Farchioni, imprenditore agroalimentare umbro da dieci generazioni, è fermamente convinto che si debbano assecondare le nuove tendenze, ma senza rinunciare alla qualità: «Da un lato è vero che sono i consumatori a dettare le regole e influenzare i consumi, quindi dobbiamo ascoltare tutti, accettare le nuove filosofie, come per i prodotti che hanno ottenuto il marchio QAS qualità, ambiente, sicurezza». Si può fare innovazione, «prendiamo il caso dell’olio che si produce da millenni, ma l’importante è fare un olio buono e salubre» conclude.

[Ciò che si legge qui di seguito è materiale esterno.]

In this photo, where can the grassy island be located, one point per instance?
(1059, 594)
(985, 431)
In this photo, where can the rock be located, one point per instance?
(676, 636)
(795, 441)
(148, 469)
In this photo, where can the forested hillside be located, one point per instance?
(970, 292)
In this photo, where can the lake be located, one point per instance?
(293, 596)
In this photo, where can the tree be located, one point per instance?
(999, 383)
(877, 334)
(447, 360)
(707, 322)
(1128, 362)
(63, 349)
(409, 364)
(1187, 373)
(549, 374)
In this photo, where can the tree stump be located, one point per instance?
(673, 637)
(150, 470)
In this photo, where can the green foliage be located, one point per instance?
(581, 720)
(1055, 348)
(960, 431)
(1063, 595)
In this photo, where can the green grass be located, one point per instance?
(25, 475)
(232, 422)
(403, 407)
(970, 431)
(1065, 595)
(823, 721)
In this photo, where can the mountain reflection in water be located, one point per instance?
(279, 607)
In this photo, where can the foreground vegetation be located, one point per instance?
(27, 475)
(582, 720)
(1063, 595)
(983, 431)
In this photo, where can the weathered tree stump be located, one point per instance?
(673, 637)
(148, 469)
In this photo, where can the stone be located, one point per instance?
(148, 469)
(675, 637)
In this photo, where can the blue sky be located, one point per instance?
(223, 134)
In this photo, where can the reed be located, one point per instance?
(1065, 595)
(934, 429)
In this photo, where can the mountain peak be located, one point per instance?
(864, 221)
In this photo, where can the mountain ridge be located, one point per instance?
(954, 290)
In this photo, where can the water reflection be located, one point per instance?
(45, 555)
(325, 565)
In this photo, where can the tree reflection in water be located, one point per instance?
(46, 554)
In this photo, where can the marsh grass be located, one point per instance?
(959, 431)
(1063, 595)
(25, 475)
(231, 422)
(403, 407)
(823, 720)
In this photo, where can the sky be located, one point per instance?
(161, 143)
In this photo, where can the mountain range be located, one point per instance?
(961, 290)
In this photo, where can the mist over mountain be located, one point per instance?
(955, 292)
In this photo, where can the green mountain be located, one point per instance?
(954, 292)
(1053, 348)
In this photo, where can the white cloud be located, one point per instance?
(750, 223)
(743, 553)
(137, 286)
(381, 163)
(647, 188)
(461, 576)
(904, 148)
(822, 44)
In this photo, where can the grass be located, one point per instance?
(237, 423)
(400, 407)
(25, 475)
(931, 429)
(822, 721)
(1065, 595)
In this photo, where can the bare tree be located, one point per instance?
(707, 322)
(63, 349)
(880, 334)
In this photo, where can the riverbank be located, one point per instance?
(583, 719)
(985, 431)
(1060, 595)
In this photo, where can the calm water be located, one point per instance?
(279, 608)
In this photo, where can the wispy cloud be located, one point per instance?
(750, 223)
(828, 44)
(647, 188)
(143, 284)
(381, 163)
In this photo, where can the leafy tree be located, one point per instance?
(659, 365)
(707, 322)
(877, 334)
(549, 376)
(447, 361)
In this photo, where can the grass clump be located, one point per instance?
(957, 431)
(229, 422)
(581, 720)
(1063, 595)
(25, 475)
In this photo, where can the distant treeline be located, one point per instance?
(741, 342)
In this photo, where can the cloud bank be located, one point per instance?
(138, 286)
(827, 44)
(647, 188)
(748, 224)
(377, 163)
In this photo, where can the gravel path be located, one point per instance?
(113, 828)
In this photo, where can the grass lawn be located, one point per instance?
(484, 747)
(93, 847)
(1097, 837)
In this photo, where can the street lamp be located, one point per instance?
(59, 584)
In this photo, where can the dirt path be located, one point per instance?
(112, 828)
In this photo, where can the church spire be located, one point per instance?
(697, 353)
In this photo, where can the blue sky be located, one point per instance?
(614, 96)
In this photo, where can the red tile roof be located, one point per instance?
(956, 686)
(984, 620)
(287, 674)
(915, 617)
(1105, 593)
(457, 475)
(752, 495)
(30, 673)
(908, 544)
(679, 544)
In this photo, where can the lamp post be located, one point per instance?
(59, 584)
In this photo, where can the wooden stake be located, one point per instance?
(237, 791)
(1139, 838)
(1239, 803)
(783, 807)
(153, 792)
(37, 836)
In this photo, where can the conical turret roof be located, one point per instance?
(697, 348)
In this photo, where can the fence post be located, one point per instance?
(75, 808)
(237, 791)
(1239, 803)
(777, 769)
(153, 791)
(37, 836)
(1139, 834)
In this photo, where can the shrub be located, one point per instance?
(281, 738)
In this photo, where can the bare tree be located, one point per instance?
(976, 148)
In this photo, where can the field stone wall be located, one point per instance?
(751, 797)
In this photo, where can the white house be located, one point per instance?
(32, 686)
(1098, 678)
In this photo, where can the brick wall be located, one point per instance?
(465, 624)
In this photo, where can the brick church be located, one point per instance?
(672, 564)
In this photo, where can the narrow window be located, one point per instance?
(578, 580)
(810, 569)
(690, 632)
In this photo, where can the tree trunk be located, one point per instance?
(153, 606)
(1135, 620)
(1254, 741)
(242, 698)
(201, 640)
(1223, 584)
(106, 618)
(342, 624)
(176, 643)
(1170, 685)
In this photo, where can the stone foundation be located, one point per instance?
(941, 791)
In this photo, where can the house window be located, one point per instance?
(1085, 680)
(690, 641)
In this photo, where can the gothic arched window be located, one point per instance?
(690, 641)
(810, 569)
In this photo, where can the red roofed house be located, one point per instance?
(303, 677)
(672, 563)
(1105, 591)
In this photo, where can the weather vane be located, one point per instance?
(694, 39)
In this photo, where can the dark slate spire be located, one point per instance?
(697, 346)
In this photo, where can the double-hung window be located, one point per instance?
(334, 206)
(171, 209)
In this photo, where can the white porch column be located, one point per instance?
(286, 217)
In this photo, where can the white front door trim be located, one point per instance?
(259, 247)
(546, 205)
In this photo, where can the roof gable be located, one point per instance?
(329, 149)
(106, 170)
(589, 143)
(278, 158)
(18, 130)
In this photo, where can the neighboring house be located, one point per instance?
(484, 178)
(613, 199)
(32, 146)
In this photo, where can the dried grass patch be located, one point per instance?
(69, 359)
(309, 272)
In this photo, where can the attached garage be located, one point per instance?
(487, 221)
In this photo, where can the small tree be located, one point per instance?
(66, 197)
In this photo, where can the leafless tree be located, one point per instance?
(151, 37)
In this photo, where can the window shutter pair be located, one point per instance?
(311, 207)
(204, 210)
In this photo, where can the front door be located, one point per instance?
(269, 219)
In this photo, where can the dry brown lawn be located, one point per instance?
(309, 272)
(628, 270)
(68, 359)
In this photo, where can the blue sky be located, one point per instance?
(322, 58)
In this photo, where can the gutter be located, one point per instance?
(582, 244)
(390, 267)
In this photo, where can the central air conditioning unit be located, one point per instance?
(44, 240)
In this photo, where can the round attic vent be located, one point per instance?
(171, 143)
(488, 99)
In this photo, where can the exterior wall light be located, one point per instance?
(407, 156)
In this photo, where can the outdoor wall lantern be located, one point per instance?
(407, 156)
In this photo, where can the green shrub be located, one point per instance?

Berni, a capo del consorzio del Grana Padano, prodotto simbolo del made in Italy esportato nel mondo, punta il dito sulla trasparenza: «Occorre essere leale con i consumatori, regolamentare le modalità delle informazioni sulle confezioni, in quanto il consumatore è indotto a credere a ciò che scritto in etichetta o sui siti. La quota di formaggi similari al Grana Padano che definisco “copioni” è più alta nella ristorazione che negli acquisti delle famiglie». A sostegno della sua tesi cita un dato: «Nel 2016 il 35 per cento della spesa dedicata all’alimentazione è avvenuta fuori casa nei 300mila punti di ristorazione in Italia. I formaggi similari svolgono lo stesso servizio, non si vedono e costano meno», in barba alla genuinità, qualità e, forse, salubrità.
Moncalvo, sposa le affermazioni fatte da tutti i relatori: «L’agroalimentare – è innegabile – crea reddito, lavoro, con un’attenzione all’ambiente e al futuro del paese. Anche il biologico italiano è una filiera leader a livello europeo con il 22% di aziende, le farmer market sono 1200, producono un fatturato di 2 miliardi di euro con 10mila occupati. Molte sono piccole aziende con una media di under 35 impegnati in agricoltura. Tradizione, innovazione, legalità e trasparenza sono i binari da percorrere insieme, che fanno il nostro paese leader anche nella sostenibilità sociale. Mi riferisco», conclude, «alla legge contro il caporalato che consente di produrre cibo attento all’uomo, allo sfruttamento di minori, unendo questa sensibilità al paesaggio unico e alla nostra cultura».